Connect with Karen at www.karenodden.com.
DOWN A DARK RIVER
In the vein of C. S. Harris and Anne Perry, Karen Odden’s mystery introduces Inspector Michael Corravan as he investigates a string of vicious murders that has rocked Victorian London’s upper crust.
London, 1878. One April morning, a small boat bearing a young woman’s corpse floats down the murky waters of the Thames. When the victim is identified as Rose Albert, daughter of a prominent judge, the Scotland Yard director gives the case to Michael Corravan, one of the only Senior Inspectors remaining after a corruption scandal the previous autumn left the division in ruins. Reluctantly, Corravan abandons his ongoing case, a search for the missing wife of a shipping magnate, handing it over to his young colleague, Mr. Stiles.

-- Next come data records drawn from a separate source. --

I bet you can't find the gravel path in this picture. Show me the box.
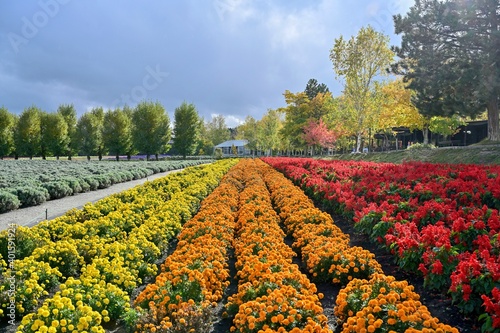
[0,169,182,231]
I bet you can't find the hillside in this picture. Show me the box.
[328,143,500,165]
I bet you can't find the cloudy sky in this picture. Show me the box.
[0,0,413,127]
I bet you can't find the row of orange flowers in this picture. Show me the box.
[132,160,245,332]
[258,159,459,333]
[226,159,331,333]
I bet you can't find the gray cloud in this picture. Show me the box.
[0,0,413,124]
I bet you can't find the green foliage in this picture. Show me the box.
[94,174,113,189]
[407,142,436,150]
[103,108,133,160]
[236,115,258,152]
[0,107,16,158]
[330,26,394,153]
[173,102,200,158]
[61,176,83,194]
[40,112,69,159]
[75,109,104,160]
[214,148,223,159]
[392,0,499,141]
[132,101,171,160]
[42,181,73,199]
[122,307,145,332]
[280,91,317,148]
[304,78,330,100]
[15,106,43,158]
[11,186,50,207]
[257,109,283,154]
[206,114,230,146]
[57,104,77,158]
[83,176,100,191]
[429,115,466,138]
[0,190,20,212]
[231,144,238,156]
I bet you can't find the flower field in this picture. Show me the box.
[0,159,210,213]
[0,158,474,332]
[263,157,500,332]
[0,159,236,332]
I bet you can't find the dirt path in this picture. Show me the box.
[0,169,182,231]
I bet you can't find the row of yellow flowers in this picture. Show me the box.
[226,159,331,333]
[258,159,459,333]
[0,160,237,332]
[132,160,245,332]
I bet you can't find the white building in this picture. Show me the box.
[214,140,250,156]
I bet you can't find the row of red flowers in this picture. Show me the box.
[259,159,458,332]
[262,157,500,332]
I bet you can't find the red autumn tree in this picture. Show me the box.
[302,119,336,155]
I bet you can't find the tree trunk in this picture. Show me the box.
[487,96,499,141]
[116,154,119,161]
[356,133,362,153]
[422,126,429,145]
[87,155,91,161]
[155,153,159,161]
[56,156,60,160]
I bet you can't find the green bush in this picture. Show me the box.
[129,169,143,180]
[121,170,134,181]
[95,175,112,189]
[83,176,100,191]
[62,177,83,194]
[407,143,436,150]
[105,172,121,184]
[42,181,73,199]
[11,187,50,207]
[0,190,20,213]
[214,148,223,159]
[77,179,91,192]
[146,165,161,173]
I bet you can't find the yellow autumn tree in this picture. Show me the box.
[377,78,428,144]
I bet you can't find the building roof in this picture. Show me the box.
[214,140,249,148]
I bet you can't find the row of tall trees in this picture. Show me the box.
[0,101,173,160]
[0,101,233,160]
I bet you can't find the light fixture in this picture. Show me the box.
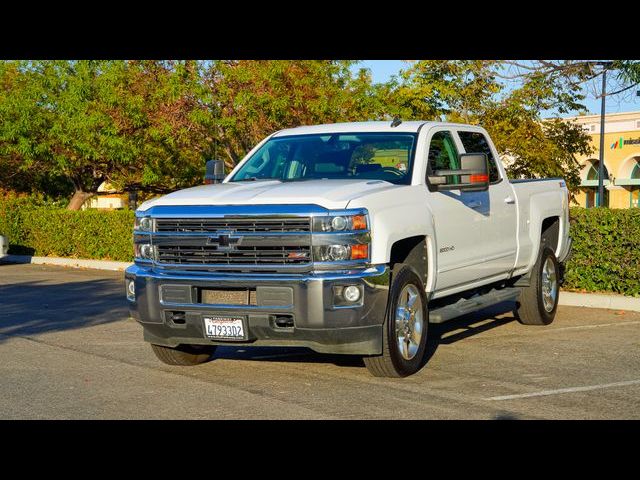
[135,216,154,232]
[126,279,135,301]
[343,285,361,303]
[331,216,348,231]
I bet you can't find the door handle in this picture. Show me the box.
[504,196,515,204]
[468,200,482,209]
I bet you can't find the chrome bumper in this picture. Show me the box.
[125,264,390,355]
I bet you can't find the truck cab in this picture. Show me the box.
[126,121,571,377]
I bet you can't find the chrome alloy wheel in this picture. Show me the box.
[395,284,424,360]
[541,257,558,313]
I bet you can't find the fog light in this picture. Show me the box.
[343,285,361,303]
[126,279,135,301]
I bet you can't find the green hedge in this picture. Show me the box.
[0,197,134,262]
[1,199,639,296]
[564,207,640,297]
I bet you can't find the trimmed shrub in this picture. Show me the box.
[1,199,639,296]
[0,198,134,262]
[564,207,640,297]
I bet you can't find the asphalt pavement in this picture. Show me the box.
[1,263,639,419]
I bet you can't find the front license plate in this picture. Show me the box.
[203,316,246,340]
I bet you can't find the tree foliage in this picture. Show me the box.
[0,60,384,208]
[3,59,635,208]
[0,60,214,209]
[388,60,594,193]
[203,60,384,167]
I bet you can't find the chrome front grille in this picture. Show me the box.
[156,217,311,233]
[152,215,312,271]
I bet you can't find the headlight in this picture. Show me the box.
[331,216,348,231]
[134,216,154,232]
[313,244,369,262]
[134,243,157,260]
[312,214,367,232]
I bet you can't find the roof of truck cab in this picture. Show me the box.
[271,121,471,137]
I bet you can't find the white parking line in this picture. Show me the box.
[485,379,640,401]
[548,320,640,332]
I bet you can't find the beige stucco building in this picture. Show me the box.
[81,182,126,210]
[565,111,640,209]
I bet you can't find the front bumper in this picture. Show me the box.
[125,264,390,355]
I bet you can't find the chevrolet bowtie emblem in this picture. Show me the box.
[207,231,242,250]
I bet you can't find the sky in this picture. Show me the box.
[359,60,640,118]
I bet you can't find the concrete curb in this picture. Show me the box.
[558,291,640,313]
[0,254,131,272]
[2,254,639,312]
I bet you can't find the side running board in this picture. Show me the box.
[428,287,521,324]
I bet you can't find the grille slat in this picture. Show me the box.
[157,245,310,265]
[156,217,311,233]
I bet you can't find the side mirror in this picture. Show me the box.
[428,153,489,192]
[205,159,225,184]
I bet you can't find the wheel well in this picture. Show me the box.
[541,216,560,252]
[389,236,427,283]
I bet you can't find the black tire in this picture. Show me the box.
[364,264,429,378]
[150,344,216,366]
[515,246,559,326]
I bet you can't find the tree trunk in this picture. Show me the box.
[67,190,94,210]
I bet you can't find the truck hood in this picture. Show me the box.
[138,179,399,211]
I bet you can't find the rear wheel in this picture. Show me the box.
[364,264,428,377]
[151,344,216,366]
[515,246,559,325]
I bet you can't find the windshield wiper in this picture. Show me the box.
[232,177,282,182]
[233,176,259,182]
[280,177,324,183]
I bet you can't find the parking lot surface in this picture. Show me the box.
[1,263,639,419]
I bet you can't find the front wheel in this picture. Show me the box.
[515,246,559,325]
[151,344,217,366]
[364,264,429,378]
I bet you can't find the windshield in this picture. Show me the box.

An Irish former bare-knuckles boxer and dockworker from London’s seedy East End, Corravan has good street sense and an inspector’s knack for digging up clues. But he’s confounded when, a week later, a second woman is found dead in a rowboat, and then a third. The dead women seem to have no connection whatsoever. Meanwhile, Mr. Stiles makes an alarming discovery: the shipping magnate’s missing wife, Mrs. Beckford, may not have fled her house because she was insane, as her husband claims, and Mr. Beckford may not be the successful man of business that he appears to be.
Slowly, it becomes clear that the river murders and the case of Mrs. Beckford may be linked through some terrible act of injustice in the past—for which someone has vowed a brutal vengeance. Now, with the newspapers once again trumpeting the Yard’s failures, Corravan must dredge up the truth—before London devolves into a state of panic and before the killer claims another innocent victim.